Il Mondo dell’industria è spaccato… Federalimentare (Confindustria) diretta da Scordamaglia intervistata dal giornalista Emanuele Scarci de Il Sole24ore invece adotta una politica un po’ contradditoria. Dice NO all’obbligo solo in Italia e SI ad obbligo in tutta UE. «Possiamo anche giocare con le parole – osserva Paolo Patruno, responsabile degli affari europei di Federalimentare presente al tavolo tecnico – ma la sostanza è che non siamo d’accordo se il Governo volesse reintrodurre l’obbligo in etichetta solo in Italia: non è lo strumento per tutelare il Made in Italy agroalimentare e i consumatori.

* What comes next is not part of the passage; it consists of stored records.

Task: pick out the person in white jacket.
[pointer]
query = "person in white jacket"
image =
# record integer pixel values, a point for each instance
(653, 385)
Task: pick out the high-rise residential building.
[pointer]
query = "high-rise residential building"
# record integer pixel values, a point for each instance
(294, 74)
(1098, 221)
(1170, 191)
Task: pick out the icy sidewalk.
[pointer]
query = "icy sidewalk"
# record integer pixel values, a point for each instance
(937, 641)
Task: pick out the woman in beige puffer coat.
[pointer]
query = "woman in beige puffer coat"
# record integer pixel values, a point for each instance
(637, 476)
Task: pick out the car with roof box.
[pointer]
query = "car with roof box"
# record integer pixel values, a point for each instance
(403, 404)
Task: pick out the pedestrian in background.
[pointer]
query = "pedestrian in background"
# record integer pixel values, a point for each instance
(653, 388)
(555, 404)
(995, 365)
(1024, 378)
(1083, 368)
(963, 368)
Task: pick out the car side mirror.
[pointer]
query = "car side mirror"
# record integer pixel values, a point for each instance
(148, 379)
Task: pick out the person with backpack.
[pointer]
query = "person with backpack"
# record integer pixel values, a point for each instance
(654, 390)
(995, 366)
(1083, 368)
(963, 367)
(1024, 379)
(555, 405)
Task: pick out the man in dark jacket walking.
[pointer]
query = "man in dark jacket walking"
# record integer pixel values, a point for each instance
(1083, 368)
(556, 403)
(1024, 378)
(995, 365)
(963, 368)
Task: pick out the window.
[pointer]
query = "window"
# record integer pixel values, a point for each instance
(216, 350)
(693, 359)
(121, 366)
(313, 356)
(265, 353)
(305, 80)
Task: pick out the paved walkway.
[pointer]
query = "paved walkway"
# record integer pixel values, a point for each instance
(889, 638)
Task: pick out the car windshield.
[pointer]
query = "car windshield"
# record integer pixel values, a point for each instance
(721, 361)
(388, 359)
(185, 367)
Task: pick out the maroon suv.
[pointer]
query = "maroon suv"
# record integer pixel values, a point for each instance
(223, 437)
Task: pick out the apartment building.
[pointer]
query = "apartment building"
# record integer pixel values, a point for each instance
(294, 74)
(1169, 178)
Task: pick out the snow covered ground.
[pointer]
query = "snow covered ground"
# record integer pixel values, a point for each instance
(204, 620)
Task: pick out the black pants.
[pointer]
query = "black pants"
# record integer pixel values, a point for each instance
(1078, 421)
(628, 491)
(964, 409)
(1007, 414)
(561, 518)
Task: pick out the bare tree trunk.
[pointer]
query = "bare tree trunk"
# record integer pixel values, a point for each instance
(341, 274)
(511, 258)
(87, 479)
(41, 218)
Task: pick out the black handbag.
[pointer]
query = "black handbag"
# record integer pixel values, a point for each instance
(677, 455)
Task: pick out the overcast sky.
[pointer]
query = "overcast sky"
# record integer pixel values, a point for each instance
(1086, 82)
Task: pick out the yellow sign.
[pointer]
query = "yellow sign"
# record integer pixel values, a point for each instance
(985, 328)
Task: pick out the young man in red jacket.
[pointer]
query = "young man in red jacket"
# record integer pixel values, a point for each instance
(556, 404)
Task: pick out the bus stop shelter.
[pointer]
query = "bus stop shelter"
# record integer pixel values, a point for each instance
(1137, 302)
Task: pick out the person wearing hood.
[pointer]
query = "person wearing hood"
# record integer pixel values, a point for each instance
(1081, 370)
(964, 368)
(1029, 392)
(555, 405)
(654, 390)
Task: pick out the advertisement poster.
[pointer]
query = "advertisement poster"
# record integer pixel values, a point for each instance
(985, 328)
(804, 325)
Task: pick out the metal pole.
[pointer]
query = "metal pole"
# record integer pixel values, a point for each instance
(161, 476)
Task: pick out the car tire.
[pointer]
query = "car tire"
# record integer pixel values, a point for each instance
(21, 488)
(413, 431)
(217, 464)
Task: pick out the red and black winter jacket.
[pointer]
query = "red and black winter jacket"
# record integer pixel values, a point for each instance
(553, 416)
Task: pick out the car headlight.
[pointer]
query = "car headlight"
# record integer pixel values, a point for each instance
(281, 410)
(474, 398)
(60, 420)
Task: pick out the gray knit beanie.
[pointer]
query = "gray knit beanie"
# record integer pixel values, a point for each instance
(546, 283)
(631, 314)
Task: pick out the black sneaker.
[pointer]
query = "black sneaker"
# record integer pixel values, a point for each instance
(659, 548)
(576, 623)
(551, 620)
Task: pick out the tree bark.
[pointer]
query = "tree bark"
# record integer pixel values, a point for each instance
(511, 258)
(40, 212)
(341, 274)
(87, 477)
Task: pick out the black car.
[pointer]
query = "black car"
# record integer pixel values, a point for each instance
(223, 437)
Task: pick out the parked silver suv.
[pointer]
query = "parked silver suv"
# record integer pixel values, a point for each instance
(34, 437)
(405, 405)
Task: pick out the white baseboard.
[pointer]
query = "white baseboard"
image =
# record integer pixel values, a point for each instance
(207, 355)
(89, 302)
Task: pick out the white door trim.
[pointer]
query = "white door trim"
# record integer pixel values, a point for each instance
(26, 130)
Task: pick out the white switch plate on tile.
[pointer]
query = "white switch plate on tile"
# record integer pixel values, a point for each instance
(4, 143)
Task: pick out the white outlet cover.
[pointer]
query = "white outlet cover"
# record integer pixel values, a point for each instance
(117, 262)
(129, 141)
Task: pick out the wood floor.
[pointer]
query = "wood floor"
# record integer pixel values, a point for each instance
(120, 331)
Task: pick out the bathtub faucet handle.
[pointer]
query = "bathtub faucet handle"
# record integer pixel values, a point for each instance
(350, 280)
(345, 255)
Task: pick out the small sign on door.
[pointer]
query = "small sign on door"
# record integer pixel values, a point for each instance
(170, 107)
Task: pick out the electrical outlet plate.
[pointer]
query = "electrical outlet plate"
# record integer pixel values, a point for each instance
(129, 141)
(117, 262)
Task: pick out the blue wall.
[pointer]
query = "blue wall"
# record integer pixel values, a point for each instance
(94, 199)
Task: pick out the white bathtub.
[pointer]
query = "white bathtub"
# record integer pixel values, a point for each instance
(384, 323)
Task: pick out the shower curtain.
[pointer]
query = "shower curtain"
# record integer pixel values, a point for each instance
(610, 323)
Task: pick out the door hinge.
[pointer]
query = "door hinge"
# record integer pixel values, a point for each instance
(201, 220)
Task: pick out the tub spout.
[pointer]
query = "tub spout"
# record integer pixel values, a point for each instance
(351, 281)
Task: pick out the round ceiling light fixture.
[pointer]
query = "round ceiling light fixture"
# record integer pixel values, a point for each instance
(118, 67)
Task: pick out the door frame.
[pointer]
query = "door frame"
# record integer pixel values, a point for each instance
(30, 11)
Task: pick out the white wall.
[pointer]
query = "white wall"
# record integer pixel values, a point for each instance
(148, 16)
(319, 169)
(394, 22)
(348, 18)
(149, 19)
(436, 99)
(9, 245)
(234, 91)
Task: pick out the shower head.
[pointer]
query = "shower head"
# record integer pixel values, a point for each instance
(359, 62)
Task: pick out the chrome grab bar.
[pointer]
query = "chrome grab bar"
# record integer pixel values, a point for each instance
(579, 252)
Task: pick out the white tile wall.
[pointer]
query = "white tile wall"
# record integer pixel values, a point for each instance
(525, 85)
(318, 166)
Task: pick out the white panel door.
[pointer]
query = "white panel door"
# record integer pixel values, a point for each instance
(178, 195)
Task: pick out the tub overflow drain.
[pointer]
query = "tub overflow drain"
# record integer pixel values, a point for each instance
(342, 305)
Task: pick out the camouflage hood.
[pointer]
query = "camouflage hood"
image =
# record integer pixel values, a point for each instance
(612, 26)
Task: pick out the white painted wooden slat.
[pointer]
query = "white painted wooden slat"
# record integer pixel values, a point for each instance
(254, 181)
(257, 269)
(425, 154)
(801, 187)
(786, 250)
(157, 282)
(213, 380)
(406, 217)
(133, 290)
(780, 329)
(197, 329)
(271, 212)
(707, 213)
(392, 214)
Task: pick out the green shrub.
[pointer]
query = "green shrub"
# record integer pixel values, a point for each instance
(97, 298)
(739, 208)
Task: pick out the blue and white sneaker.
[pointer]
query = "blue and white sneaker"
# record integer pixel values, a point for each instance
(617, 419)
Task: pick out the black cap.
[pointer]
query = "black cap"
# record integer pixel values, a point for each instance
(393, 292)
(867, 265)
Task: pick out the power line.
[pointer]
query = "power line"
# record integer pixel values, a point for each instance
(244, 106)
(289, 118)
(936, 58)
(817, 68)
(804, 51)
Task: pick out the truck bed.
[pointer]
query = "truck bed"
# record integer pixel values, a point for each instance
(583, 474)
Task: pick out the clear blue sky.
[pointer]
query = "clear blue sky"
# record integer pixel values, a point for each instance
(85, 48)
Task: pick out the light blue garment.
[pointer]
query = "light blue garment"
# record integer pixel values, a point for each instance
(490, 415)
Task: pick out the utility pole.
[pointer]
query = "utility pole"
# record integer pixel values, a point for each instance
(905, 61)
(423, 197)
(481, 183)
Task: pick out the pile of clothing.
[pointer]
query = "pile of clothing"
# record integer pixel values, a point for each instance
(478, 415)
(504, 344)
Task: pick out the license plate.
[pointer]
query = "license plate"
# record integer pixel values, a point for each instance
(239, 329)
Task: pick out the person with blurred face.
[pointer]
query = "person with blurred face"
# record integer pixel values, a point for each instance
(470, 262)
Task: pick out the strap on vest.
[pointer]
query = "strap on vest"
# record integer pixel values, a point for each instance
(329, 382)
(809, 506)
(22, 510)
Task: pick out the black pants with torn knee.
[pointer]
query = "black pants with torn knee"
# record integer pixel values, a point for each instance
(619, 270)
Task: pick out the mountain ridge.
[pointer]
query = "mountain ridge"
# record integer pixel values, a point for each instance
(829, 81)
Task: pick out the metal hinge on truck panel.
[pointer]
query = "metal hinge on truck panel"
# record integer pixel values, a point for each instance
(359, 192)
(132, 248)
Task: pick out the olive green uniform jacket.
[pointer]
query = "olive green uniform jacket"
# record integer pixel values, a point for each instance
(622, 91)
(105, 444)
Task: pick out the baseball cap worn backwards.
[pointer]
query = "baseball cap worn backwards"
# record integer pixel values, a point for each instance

La competizione tra le imprese italiane ed estere non avverrebbe ad armi pari: sosteniamo quindi fermamente che la soluzione sia quella di sollecitare l’Ue a rendere applicabile l’obbligo a tutti i 28 Stati membri e di spostare il dibattito in sede europea». Ci vorrebbero degli anni prima di convincere tedeschi e nord europei. «Può darsi – risponde Patruno – ma bisogna pur iniziare». Ci sono imprese industriali importanti che vorrebbero l’obbligo, anche solo in Italia. “Non mi risulta – conclude Patruno – Le nostre 16 associazioni sono tutte concordi con Federalimentare”

 

GDO FURBETTA E IL CASO CONCRETO DELL’ETICHETTA PRE E POST 1169/2011

 

Il caso Lidl Pre e Post 13 Dicembre 2014

 

’ESEMPIO CONCRETO: La stessa identica confezione di Plumcacke della Lidl a marchio Nastrecce ante 13 Dicembre 2014 riportava in base alle legge 109/92 l’indicazione dello stabilimento di produzione e infatti leggiamo: Prodotto in Italia da Vicenzi Biscotti Spa, Via F. Forte Garofaolo 1, 37057 S. Giovanni Lupatoto (VR) nello stabilimento di Nusco (AV), Contrada Fiorentine, Zona Industriale F1. Potevamo quindi sapere esattamente DOVE e CHI faceva un determinato prodotto.

 

Sulla nuova confezione Post 13 Dicembre 2014 con l’applicazione del nuovo Regolamento Europeo 1169/2011 leggiamo invece solo: Prodotto in Italia, Lidl Italia Srl, Via Augusto Ruffo 36, I – 37040 Arcole (VR)

 

 

GUARDA IMMAGINE

 

 

COME REINTRODURRE L’OBBLIGO

 

Come chiesto con la petizione, noi come Italia possiamo fare una legge come nel ’92 e mantenere obbligatoria l’indicazione dello stabilimento in base all’ART.39 del Reg. Europeo.

 

Infatti all’art. 39.1: “Oltre alle indicazioni obbligatorie di cui all’articolo 9, paragrafo 1, e all’articolo 10, gli Stati membri possono adottare, secondo la procedura di cui all’articolo 45, disposizioni che richiedono ulteriori indicazioni obbligatorie per tipi o categorie specifici di alimenti per almeno uno dei seguenti motivi:

  1. a) protezione della salute pubblica;
  2. b) protezione dei consumatori;
  3. c) prevenzione delle frodi;
  4. d) protezione dei diritti di proprietà industriale e commerciale, delle indicazioni di provenienza, delle denominazioni d’origine controllata e repressione della concorrenza sleale.”

 

Quindi noi intanto a livello italiano possiamo procedere! Perché non lo facciamo?